Within the superfamily, ASL is most closely related to δ-crystallin in amino acid sequence and in protein fold structure. There are two isoforms of δ-crystallin, δI and δII. These two isoforms conserve 69% and 71% of the ASL amino acid sequence, respectively, but only the δII isoform retains the same enzymatic activity as ASL. The similarities have led researches to believe that these crystallins have evolved from the recruitment to the lens of preexisting metabolic enzymes, like ASL, by a process called 'gene sharing'. The same gene product functions as both a lens crystallin and an enzyme in other non-ocular tissues. Comparative studies of the δ-crystallins have been beneficial for understanding the enzymatic mechanism of the ASL reaction.

==Genomics==
Mutations in the human ASL gene causes argininosuccinic aciduria, a rare autosomal recessive disorder, and results in deficiencies of the urea cycle. Argininosuccinate lyase is an intermediate enzyme in the urea synthesis pathway and its function is imperative to the continuation of the cycle. A non-functioning enzyme results in patients' accumulation of ammonia, argininosuccinate, and citrulline in the blood, and argininosuccinate is excreted in the urine. Other resulting symptoms include lethargy, vomiting, hypothermia, hyperventilation, hepatomegaly and progressive encephalopathy in infant patients, and abnormal hair growth, hepatic fibrosis, episodic vomiting, growth and developmental delay, in patients experiencing the disorder later in childhood.
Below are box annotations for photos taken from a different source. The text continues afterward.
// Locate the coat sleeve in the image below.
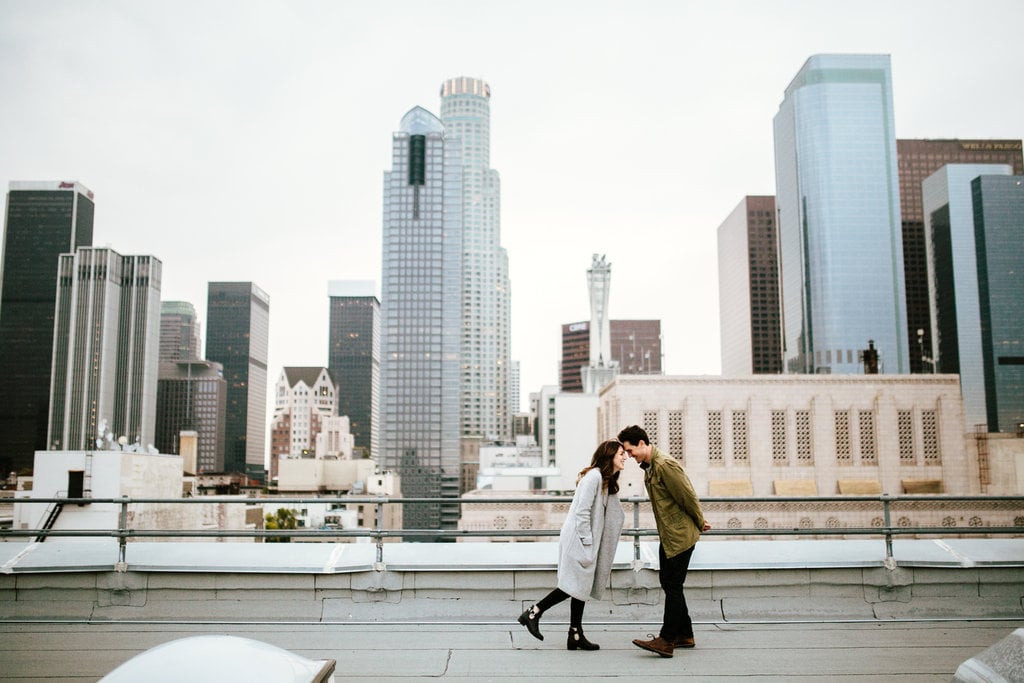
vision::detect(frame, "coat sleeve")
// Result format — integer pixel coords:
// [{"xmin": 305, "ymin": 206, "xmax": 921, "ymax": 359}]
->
[
  {"xmin": 662, "ymin": 466, "xmax": 705, "ymax": 531},
  {"xmin": 574, "ymin": 470, "xmax": 601, "ymax": 546}
]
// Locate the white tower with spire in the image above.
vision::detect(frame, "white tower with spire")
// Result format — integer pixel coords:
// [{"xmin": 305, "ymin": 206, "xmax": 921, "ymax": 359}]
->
[{"xmin": 583, "ymin": 254, "xmax": 618, "ymax": 393}]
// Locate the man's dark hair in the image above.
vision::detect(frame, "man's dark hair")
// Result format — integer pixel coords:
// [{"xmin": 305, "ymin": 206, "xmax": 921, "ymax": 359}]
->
[{"xmin": 618, "ymin": 425, "xmax": 650, "ymax": 445}]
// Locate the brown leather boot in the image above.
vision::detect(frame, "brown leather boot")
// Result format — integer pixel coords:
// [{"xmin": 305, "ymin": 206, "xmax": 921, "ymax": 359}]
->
[
  {"xmin": 633, "ymin": 636, "xmax": 675, "ymax": 657},
  {"xmin": 672, "ymin": 636, "xmax": 696, "ymax": 647}
]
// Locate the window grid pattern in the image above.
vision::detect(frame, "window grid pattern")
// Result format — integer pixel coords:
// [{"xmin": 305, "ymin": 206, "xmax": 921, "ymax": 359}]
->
[
  {"xmin": 896, "ymin": 411, "xmax": 914, "ymax": 463},
  {"xmin": 732, "ymin": 411, "xmax": 751, "ymax": 463},
  {"xmin": 858, "ymin": 411, "xmax": 879, "ymax": 465},
  {"xmin": 771, "ymin": 411, "xmax": 788, "ymax": 465},
  {"xmin": 921, "ymin": 411, "xmax": 942, "ymax": 465},
  {"xmin": 796, "ymin": 411, "xmax": 814, "ymax": 465},
  {"xmin": 669, "ymin": 411, "xmax": 686, "ymax": 462},
  {"xmin": 834, "ymin": 411, "xmax": 853, "ymax": 465},
  {"xmin": 642, "ymin": 411, "xmax": 660, "ymax": 445},
  {"xmin": 708, "ymin": 411, "xmax": 724, "ymax": 465}
]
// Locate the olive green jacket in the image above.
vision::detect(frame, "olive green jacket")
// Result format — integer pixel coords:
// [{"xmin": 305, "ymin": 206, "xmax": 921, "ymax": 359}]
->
[{"xmin": 641, "ymin": 446, "xmax": 705, "ymax": 557}]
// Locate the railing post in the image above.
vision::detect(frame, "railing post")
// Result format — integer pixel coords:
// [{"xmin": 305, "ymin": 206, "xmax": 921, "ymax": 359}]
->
[
  {"xmin": 882, "ymin": 494, "xmax": 896, "ymax": 567},
  {"xmin": 374, "ymin": 498, "xmax": 385, "ymax": 571},
  {"xmin": 117, "ymin": 496, "xmax": 128, "ymax": 571},
  {"xmin": 633, "ymin": 498, "xmax": 640, "ymax": 570}
]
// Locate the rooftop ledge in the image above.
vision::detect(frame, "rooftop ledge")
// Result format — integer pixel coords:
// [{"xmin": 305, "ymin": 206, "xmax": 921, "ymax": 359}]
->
[
  {"xmin": 0, "ymin": 538, "xmax": 1024, "ymax": 574},
  {"xmin": 0, "ymin": 538, "xmax": 1024, "ymax": 624}
]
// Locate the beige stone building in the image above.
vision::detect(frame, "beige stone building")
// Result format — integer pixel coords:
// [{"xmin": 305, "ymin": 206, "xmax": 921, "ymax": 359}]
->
[{"xmin": 461, "ymin": 375, "xmax": 1024, "ymax": 541}]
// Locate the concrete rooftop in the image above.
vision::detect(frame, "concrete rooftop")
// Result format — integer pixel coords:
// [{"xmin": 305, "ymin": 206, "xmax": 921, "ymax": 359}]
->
[{"xmin": 0, "ymin": 539, "xmax": 1024, "ymax": 682}]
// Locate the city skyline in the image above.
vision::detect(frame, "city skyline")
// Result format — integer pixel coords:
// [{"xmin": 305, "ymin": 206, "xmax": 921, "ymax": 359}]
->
[{"xmin": 0, "ymin": 2, "xmax": 1024, "ymax": 417}]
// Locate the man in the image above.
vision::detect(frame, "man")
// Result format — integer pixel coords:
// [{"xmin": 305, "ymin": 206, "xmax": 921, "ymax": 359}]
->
[{"xmin": 618, "ymin": 425, "xmax": 711, "ymax": 657}]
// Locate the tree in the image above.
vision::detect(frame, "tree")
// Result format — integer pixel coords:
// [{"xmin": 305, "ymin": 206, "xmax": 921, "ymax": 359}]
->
[{"xmin": 263, "ymin": 508, "xmax": 299, "ymax": 543}]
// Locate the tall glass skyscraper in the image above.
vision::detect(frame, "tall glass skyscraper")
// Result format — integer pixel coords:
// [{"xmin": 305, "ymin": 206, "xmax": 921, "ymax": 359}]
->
[
  {"xmin": 327, "ymin": 281, "xmax": 381, "ymax": 458},
  {"xmin": 0, "ymin": 181, "xmax": 95, "ymax": 476},
  {"xmin": 441, "ymin": 76, "xmax": 512, "ymax": 441},
  {"xmin": 206, "ymin": 283, "xmax": 270, "ymax": 481},
  {"xmin": 381, "ymin": 106, "xmax": 464, "ymax": 528},
  {"xmin": 48, "ymin": 247, "xmax": 162, "ymax": 451},
  {"xmin": 774, "ymin": 54, "xmax": 909, "ymax": 374}
]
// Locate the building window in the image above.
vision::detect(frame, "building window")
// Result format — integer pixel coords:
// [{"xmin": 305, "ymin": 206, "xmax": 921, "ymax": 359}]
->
[
  {"xmin": 921, "ymin": 411, "xmax": 942, "ymax": 465},
  {"xmin": 708, "ymin": 411, "xmax": 723, "ymax": 465},
  {"xmin": 732, "ymin": 411, "xmax": 751, "ymax": 463},
  {"xmin": 771, "ymin": 411, "xmax": 788, "ymax": 465},
  {"xmin": 858, "ymin": 411, "xmax": 879, "ymax": 465},
  {"xmin": 669, "ymin": 411, "xmax": 686, "ymax": 464},
  {"xmin": 797, "ymin": 411, "xmax": 814, "ymax": 465},
  {"xmin": 642, "ymin": 411, "xmax": 660, "ymax": 445},
  {"xmin": 834, "ymin": 411, "xmax": 852, "ymax": 465},
  {"xmin": 896, "ymin": 411, "xmax": 914, "ymax": 464}
]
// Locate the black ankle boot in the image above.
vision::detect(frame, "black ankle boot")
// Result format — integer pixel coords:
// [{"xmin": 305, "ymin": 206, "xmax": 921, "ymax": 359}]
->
[
  {"xmin": 519, "ymin": 605, "xmax": 544, "ymax": 640},
  {"xmin": 565, "ymin": 626, "xmax": 601, "ymax": 650}
]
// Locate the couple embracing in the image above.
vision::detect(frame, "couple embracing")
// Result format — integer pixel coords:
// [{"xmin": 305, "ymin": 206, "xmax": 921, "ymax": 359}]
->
[{"xmin": 519, "ymin": 425, "xmax": 711, "ymax": 657}]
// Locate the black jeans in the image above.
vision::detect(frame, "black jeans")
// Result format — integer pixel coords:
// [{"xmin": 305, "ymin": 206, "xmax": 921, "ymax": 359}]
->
[
  {"xmin": 537, "ymin": 588, "xmax": 587, "ymax": 629},
  {"xmin": 657, "ymin": 544, "xmax": 695, "ymax": 642}
]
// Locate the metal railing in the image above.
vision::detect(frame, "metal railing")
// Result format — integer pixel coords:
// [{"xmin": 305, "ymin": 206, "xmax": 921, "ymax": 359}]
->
[{"xmin": 0, "ymin": 495, "xmax": 1024, "ymax": 563}]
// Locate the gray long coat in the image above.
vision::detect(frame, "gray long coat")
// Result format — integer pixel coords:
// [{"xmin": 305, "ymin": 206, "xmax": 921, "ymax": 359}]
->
[{"xmin": 558, "ymin": 468, "xmax": 626, "ymax": 600}]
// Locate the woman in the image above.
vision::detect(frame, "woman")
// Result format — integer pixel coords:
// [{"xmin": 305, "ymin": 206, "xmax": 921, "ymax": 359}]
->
[{"xmin": 519, "ymin": 440, "xmax": 626, "ymax": 650}]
ASL is a key enzyme in the conversion of ammonia to urea through the urea cycle. Ammonia builds to toxic levels, resulting in hyperammonemia. Ammonia is toxic in part because it affects the nervous system. There is biochemical evidence that shows rises in ammonia can inhibit glutaminase and therefore limit the rate of synthesis of neurotransmitters such as glutamate, which can explain the developmental delay in argininosuccinic aciduria patients.

One mutation in patients with argininosuccinic aciduria occurs when glutamine 286 is mutated to arginine. The enzyme now has a positively charged arginine in place of a neutrally charged glutamine and studies suggest this change may sterically and/or electrostatically hinder a conformational change necessary for catalysis.